4.3.2. UNSW-NB15 Results

This section summarizes the results from the experiments on the UNSW-NB15 dataset. The plots in Figure 8 and Figure 9 show both the ROC and precision-recall curves, estimated using the EM-AUC algorithm, for each unsupervised learning model in one of the experiments. In Figure 8, the x-axis represents the false positive rates, and the y-axis represents the true positive rates at different thresholds of the anomaly scores. Each threshold corresponds to a pair of coordinates for the false positive rate versus the true positive rate. In Figure 9, the x-axis represents recall, and the y-axis represents precision at different thresholds of the anomaly scores. Each threshold corresponds to a pair of coordinates for recall versus precision. All six models, excluding LOF and ABOD, achieve high AUC-ROC and AUC-PR, with AUC-ROC ranging from 0.9109 to 0.9894 and AUC-PR from 0.9384 to 0.994. In contrast, LOF and ABOD perform relatively poorly but still better than the baseline. LOF has an AUC-ROC of 0.6002, exceeding the baseline of 0.5, and an AUC-PR of 0.7171, which is higher than the intrusion prevalence of 0.6806 in the UNSW-NB15 dataset. Similarly, ABOD has an AUC-ROC of 0.6269 and an AUC-PR of 0.7329, both surpassing baseline performance. K-means ranks as the best model, and LOF as the worst, which is consistent with the observations from the NSL-KDD dataset.

To minimize bias from a single random data split, the AUC-ROC was computed as the average across five distinct test sets for each model, based on either the EM-AUC algorithm or the imperfect labels, as detailed in Table 6. Similarly, the AUC-PR was averaged over these five test sets for each model, using either the EM-AUC algorithm or the imperfect labels, as summarized in Table 7. To assess whether the results produced by EM-AUC align with our expectations, we compared the AUC-ROC and AUC-PR derived from the proposed EM-AUC with those based on the labels in the UNSW-NB15 dataset. On average, the AUC-ROC and AUC-PR measurements from the EM-AUC algorithm and those from the imperfect labels show a comparable rank order. Model LOF was ranked as the least performing model by all metrics, either based on imperfect labels or the EM-AUC algorithm. KNN was ranked as the best model by AUC-ROC and AUC-PR based on imperfect labels, while K-means was ranked as the best model by AUC-ROC and AUC-PR based on the EM-AUC algorithm. For most models, the EM-AUC algorithm tends to provide more optimistic estimates of model performance compared to the results based on imperfect labels as illustrated in Figure 10 and Figure 11.

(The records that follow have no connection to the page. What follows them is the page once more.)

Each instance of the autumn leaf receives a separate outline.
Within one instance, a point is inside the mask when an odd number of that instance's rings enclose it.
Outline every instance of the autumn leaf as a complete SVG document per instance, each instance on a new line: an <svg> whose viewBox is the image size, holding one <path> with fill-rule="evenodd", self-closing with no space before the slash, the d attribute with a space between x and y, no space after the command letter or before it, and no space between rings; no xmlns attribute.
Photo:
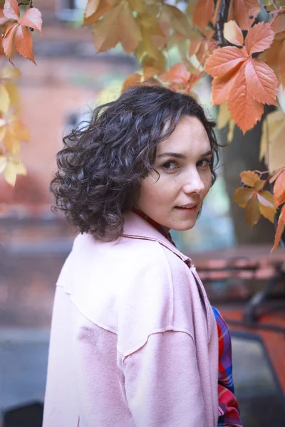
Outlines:
<svg viewBox="0 0 285 427"><path fill-rule="evenodd" d="M224 25L224 37L232 44L238 46L244 46L242 31L235 21L229 21Z"/></svg>
<svg viewBox="0 0 285 427"><path fill-rule="evenodd" d="M254 195L254 190L253 189L247 189L244 187L239 187L234 191L234 197L232 200L233 202L237 203L241 207L244 208L247 206L249 200Z"/></svg>
<svg viewBox="0 0 285 427"><path fill-rule="evenodd" d="M249 95L263 104L276 105L278 80L274 72L265 63L249 58L245 65L245 76Z"/></svg>
<svg viewBox="0 0 285 427"><path fill-rule="evenodd" d="M256 192L252 194L252 197L247 204L244 208L244 215L248 224L252 228L259 221L261 212Z"/></svg>
<svg viewBox="0 0 285 427"><path fill-rule="evenodd" d="M231 26L240 43L237 26ZM273 37L270 26L261 22L249 31L246 47L216 49L206 61L204 70L214 78L213 105L227 102L232 118L244 134L260 120L263 104L276 105L278 80L274 71L264 62L252 57L252 53L269 47ZM229 38L232 38L230 35Z"/></svg>
<svg viewBox="0 0 285 427"><path fill-rule="evenodd" d="M261 118L264 105L254 100L249 93L244 66L239 70L229 92L228 106L232 120L244 135Z"/></svg>
<svg viewBox="0 0 285 427"><path fill-rule="evenodd" d="M241 172L240 177L242 182L250 187L254 187L256 182L259 180L259 175L252 171Z"/></svg>
<svg viewBox="0 0 285 427"><path fill-rule="evenodd" d="M6 114L10 107L9 94L4 85L0 85L0 112Z"/></svg>
<svg viewBox="0 0 285 427"><path fill-rule="evenodd" d="M33 38L29 28L41 33L40 11L34 7L29 8L21 17L16 0L6 0L3 11L6 18L13 20L9 24L2 41L5 55L11 61L16 50L21 56L36 63L33 53Z"/></svg>
<svg viewBox="0 0 285 427"><path fill-rule="evenodd" d="M245 48L249 55L268 49L274 38L274 32L269 23L259 22L249 28L245 38Z"/></svg>
<svg viewBox="0 0 285 427"><path fill-rule="evenodd" d="M232 73L247 59L245 51L234 46L216 49L206 61L204 71L212 77Z"/></svg>
<svg viewBox="0 0 285 427"><path fill-rule="evenodd" d="M277 206L285 203L285 169L279 172L275 181L273 193Z"/></svg>
<svg viewBox="0 0 285 427"><path fill-rule="evenodd" d="M262 123L259 159L264 158L270 171L283 168L285 164L285 116L282 111L268 114Z"/></svg>
<svg viewBox="0 0 285 427"><path fill-rule="evenodd" d="M132 11L128 4L123 1L94 24L93 34L97 52L108 51L120 42L126 53L130 53L141 39L140 28Z"/></svg>
<svg viewBox="0 0 285 427"><path fill-rule="evenodd" d="M281 212L280 212L279 218L278 220L277 229L276 229L276 234L275 234L274 244L271 251L271 253L277 248L278 245L279 244L280 240L282 237L282 234L284 231L284 228L285 228L285 205L282 207Z"/></svg>

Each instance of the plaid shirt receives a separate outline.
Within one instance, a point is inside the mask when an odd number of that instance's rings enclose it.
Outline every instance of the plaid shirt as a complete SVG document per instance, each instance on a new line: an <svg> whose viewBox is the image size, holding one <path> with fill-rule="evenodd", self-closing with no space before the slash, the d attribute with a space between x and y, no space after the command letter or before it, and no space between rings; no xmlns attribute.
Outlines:
<svg viewBox="0 0 285 427"><path fill-rule="evenodd" d="M133 211L160 231L175 246L170 233L167 233L160 224L138 209L133 209ZM219 420L217 427L242 427L239 404L234 396L232 379L232 342L229 327L219 310L213 306L212 308L217 322L219 342Z"/></svg>

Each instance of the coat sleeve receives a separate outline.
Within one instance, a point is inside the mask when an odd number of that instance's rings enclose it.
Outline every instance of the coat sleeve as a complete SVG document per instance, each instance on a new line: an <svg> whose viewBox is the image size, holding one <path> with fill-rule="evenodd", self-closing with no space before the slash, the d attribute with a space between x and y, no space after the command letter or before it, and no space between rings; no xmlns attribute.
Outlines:
<svg viewBox="0 0 285 427"><path fill-rule="evenodd" d="M123 361L125 391L138 427L204 427L194 339L167 330Z"/></svg>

Both the NSL-KDD dataset and the UNSW-NB15 dataset were generated using simulated labeling in an artificial network environment. While simulated labeling methods efficiently produce a significant amount of labeled network traffic, the accuracy of these labels is not guaranteed. The performance of a model can be either underestimated or overestimated if an inaccurate label is used. As observed in this study, model performance based on the labels in the NSL-KDD dataset is better than that based on the labels in the UNSW-NB15 dataset, indicating that the quality of the NSL-KDD dataset is higher. The NSL-KDD dataset is considered an improved version of the original KDD99 dataset, addressing several inherent issues, such as mislabeling and the poor definition of certain attack types [50]. In contrast, there is no improved version of the UNSW-NB15 dataset that incorporates additional quality controls. As a result, discrepancies between model performance based on the labels and those derived from the EM-AUC algorithm are more pronounced in the UNSW-NB15 dataset compared to the NSL-KDD.

5. Conclusions

We introduced a novel system that leverages the EM-AUC algorithm to derive AUC-ROC and AUC-PR for evaluating the performance of anomaly scores produced by unsupervised machine learning models. Both unsupervised learning models and the EM-AUC algorithm do not require comprehensive labels. To the best of our knowledge, this study is the first to utilize the EM-AUC algorithm for evaluating unsupervised learning models for network intrusion detection. The original approach proposed by Zhou et al. [1] provides only the AUC-ROC metric. In our study, we expand its capability to also estimate additional performance metrics, such as AUC-PR, alongside AUC-ROC.

The key contribution of our research is the development of an algorithm that enables performance evaluation without relying on labels. The EM-AUC algorithm provides robust performance estimates in situations where labels are unavailable or flawed. The label-free, algorithmically derived AUC-ROC and AUC-PR offer a more comprehensive assessment by summarizing false positive rates, true positive rates, precision, and recall across all thresholds along the ROC and precision-recall curves, rather than just a single set of values at one threshold. Additionally, the AUC-PR derived from the EM-AUC method better assesses model performance when class imbalance issues are present. Since training, testing, and evaluating the unsupervised models do not require a comprehensively labeled dataset in the proposed system, it offers a cost-effective and scalable solution for network intrusion detection without the need to label or update massive volumes of network traffic data. When true labels are unavailable, the unsupervised model with the highest AUC-ROC or AUC-PR can be selected using the EM-AUC algorithm. The final threshold for the anomaly scores of the selected model should be set by balancing the risks of false positives and false negatives, tailored to the specific operational needs of network intrusion detection.

6. Discussion and Future Studies

In this study, we apply our proposed approach, EM-AUC, to evaluate unsupervised models. EM-AUC is model-agnostic and can assess the performance of any model—supervised or unsupervised—when labels are unavailable or unreliable, as long as the model provides a probability or score indicating the likelihood of anomaly for each data point. This anomaly score or probability is then fed into the EM-AUC algorithm, which generates performance metrics without requiring labels.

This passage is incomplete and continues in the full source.